Like I said, uneventful.

Megan, in our son’s defense, did say afterwards that the kicking thing was an accident. The other kid’s mother — though possibly frightened that Owen might kick her too — didn’t seem outwardly upset, though I can’t imagine that the kickee was overly thrilled. I’ll take Megan's word on it, but “kicking” and “accident” don’t go hand in hand with my son very often.

As things wound down, all the kids were instructed to, with a parent, sit in a circle at the front of the room. I closed my eyes as Megan held the boy’s hand and made their way to the circle. Owen was sweating and he looked a little winded. Protecting his slide and all that face kicking had clearly taken a toll on him. Megan sat cross-legged and Owen took a seat on his Mummy’s lap.

And he stayed there.

Once I was sure that Megan had our son, and not some other kid, I…. Well, I couldn’t believe it. The group began to sing and were given plastic monkeys to use as props. As each song ended, Owen sat and patiently waited for a new one to begin. He even handed his monkey back without tears and without fuss. In fact, it was some of the OTHER children that were misbehaving during circle time. A couple toddlers fought tooth and nail with their parents and ran about uncontrollably while MY son behaved. One little boy even slapped his mother while Owen meekly sat with his Mummy.

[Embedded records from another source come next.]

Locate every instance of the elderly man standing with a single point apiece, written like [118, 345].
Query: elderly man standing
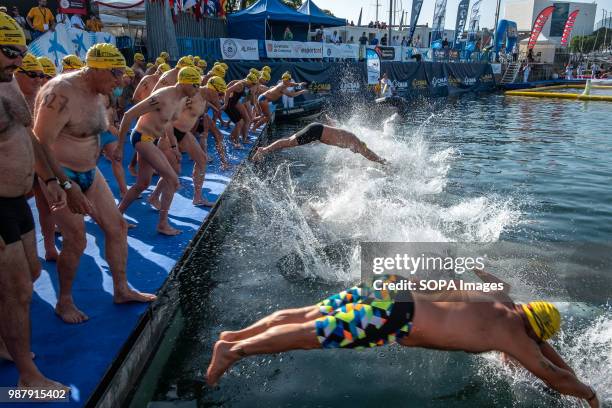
[20, 154]
[70, 115]
[40, 19]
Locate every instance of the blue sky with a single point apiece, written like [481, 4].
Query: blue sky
[350, 9]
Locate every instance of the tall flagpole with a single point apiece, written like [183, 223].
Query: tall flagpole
[496, 21]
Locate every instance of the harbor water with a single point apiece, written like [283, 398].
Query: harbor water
[484, 168]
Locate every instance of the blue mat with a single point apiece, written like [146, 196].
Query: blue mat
[79, 355]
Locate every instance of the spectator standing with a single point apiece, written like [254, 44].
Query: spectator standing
[21, 21]
[77, 22]
[40, 19]
[384, 40]
[335, 37]
[63, 19]
[94, 24]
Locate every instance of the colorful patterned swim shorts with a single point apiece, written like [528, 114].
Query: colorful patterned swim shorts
[361, 317]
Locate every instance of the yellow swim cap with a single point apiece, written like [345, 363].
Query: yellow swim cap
[544, 318]
[163, 68]
[48, 66]
[184, 62]
[217, 83]
[189, 75]
[30, 63]
[222, 64]
[252, 79]
[72, 62]
[10, 32]
[104, 56]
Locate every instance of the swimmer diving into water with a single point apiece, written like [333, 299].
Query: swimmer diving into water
[360, 317]
[325, 134]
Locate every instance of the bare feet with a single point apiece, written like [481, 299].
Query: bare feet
[167, 230]
[129, 295]
[5, 355]
[222, 360]
[202, 202]
[155, 203]
[259, 153]
[69, 313]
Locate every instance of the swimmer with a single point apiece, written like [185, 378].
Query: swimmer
[155, 115]
[213, 93]
[273, 94]
[70, 115]
[233, 104]
[470, 321]
[169, 78]
[20, 157]
[195, 107]
[71, 63]
[317, 132]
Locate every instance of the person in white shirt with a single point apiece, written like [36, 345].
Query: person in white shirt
[386, 87]
[335, 38]
[77, 22]
[63, 18]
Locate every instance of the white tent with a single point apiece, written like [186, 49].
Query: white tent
[544, 50]
[123, 17]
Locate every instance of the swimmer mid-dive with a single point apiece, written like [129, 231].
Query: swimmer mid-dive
[374, 315]
[317, 132]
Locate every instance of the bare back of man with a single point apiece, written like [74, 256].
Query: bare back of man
[70, 115]
[317, 132]
[212, 99]
[272, 95]
[168, 78]
[155, 116]
[19, 264]
[474, 322]
[183, 126]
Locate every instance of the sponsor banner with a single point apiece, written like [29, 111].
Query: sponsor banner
[462, 11]
[236, 49]
[372, 66]
[414, 17]
[72, 7]
[294, 49]
[344, 51]
[63, 41]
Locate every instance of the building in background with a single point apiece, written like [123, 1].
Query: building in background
[524, 12]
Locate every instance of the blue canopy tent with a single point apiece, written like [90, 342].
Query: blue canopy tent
[318, 16]
[266, 20]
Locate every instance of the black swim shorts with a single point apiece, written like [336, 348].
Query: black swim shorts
[15, 219]
[309, 134]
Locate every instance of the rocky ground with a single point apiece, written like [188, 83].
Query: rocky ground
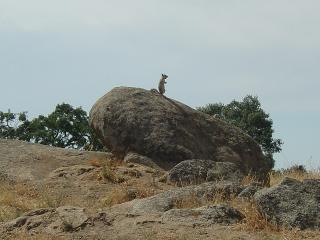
[52, 193]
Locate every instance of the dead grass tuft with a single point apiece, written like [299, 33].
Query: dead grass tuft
[277, 176]
[126, 192]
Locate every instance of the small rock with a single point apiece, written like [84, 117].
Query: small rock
[203, 216]
[197, 171]
[132, 157]
[291, 204]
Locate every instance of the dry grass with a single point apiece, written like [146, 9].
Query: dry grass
[126, 192]
[18, 198]
[41, 236]
[277, 176]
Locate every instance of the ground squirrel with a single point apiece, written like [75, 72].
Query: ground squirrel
[162, 82]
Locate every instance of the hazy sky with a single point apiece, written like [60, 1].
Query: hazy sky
[213, 51]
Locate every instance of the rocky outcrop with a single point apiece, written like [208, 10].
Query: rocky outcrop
[249, 191]
[206, 215]
[27, 161]
[167, 131]
[176, 198]
[291, 204]
[132, 157]
[53, 221]
[197, 171]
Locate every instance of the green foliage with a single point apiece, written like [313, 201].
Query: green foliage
[66, 127]
[250, 117]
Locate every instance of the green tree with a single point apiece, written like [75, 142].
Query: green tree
[65, 127]
[250, 117]
[9, 122]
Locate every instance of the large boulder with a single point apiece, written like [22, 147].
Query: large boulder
[206, 215]
[196, 171]
[291, 204]
[167, 131]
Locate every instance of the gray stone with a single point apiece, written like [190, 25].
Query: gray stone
[132, 157]
[249, 191]
[197, 171]
[291, 204]
[206, 215]
[167, 131]
[199, 194]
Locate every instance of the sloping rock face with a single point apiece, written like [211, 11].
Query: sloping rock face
[53, 221]
[197, 171]
[291, 204]
[168, 200]
[206, 215]
[167, 131]
[21, 160]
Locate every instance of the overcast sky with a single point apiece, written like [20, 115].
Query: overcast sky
[74, 51]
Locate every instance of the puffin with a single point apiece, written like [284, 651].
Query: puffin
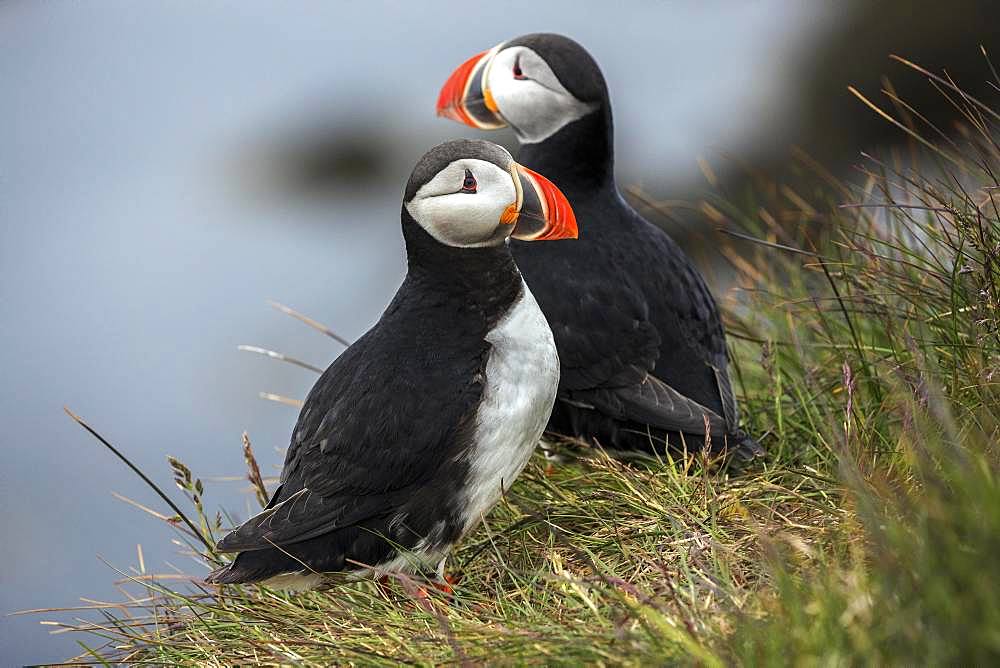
[413, 433]
[641, 343]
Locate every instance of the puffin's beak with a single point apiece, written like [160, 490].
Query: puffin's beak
[541, 212]
[465, 96]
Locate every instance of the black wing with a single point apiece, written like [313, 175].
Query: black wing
[624, 339]
[379, 424]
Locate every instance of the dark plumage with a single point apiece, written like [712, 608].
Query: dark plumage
[641, 344]
[379, 461]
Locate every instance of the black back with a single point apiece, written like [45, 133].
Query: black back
[375, 459]
[640, 340]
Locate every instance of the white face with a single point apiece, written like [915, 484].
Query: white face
[529, 96]
[456, 216]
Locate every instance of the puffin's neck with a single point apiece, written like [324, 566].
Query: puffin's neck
[580, 157]
[485, 279]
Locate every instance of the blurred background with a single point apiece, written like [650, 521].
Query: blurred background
[166, 169]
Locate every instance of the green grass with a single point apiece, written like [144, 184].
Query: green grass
[867, 353]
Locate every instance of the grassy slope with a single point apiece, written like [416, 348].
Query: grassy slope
[866, 349]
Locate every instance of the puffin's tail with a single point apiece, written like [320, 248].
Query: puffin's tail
[254, 566]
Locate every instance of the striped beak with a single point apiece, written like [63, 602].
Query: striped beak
[541, 212]
[465, 96]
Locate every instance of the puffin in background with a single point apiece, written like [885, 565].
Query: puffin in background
[641, 343]
[411, 435]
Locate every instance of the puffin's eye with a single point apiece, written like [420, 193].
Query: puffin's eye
[518, 74]
[469, 184]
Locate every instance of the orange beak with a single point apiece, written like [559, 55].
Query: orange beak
[465, 96]
[542, 212]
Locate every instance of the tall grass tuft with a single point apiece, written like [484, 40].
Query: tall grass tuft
[864, 331]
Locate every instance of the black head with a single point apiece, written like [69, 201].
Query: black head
[471, 194]
[536, 83]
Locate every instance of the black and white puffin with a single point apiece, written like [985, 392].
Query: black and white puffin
[412, 434]
[642, 346]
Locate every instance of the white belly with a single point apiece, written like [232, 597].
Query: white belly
[522, 376]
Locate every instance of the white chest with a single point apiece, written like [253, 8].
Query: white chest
[522, 376]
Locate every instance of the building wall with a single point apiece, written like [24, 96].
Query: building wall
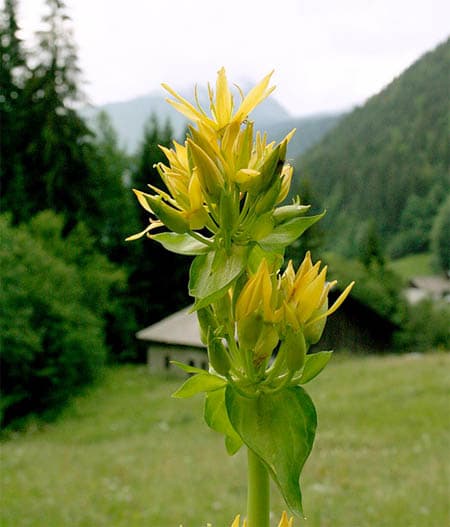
[159, 357]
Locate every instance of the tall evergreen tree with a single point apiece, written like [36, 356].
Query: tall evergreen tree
[58, 141]
[13, 73]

I stood there, staring at Owen in complete disbelief. A friend of ours, whose son is also taking the class, noted that you could tell which kids had spent time in daycare and which ones were at home, full time, all the time. The daycare kids were used to sitting patiently and were accustomed to this sort of structured environment. The others, not so much.

Owen had come a long way since Monkeynastix.

I smiled at my little guy. He was so cute. He had grown so much in the past year. Like Grandma says, “He’s not a baby anymore.” It was then that I noticed the puffy red mark on the kid that Owen had kicked.

Oh well… they can’t grow up all at once!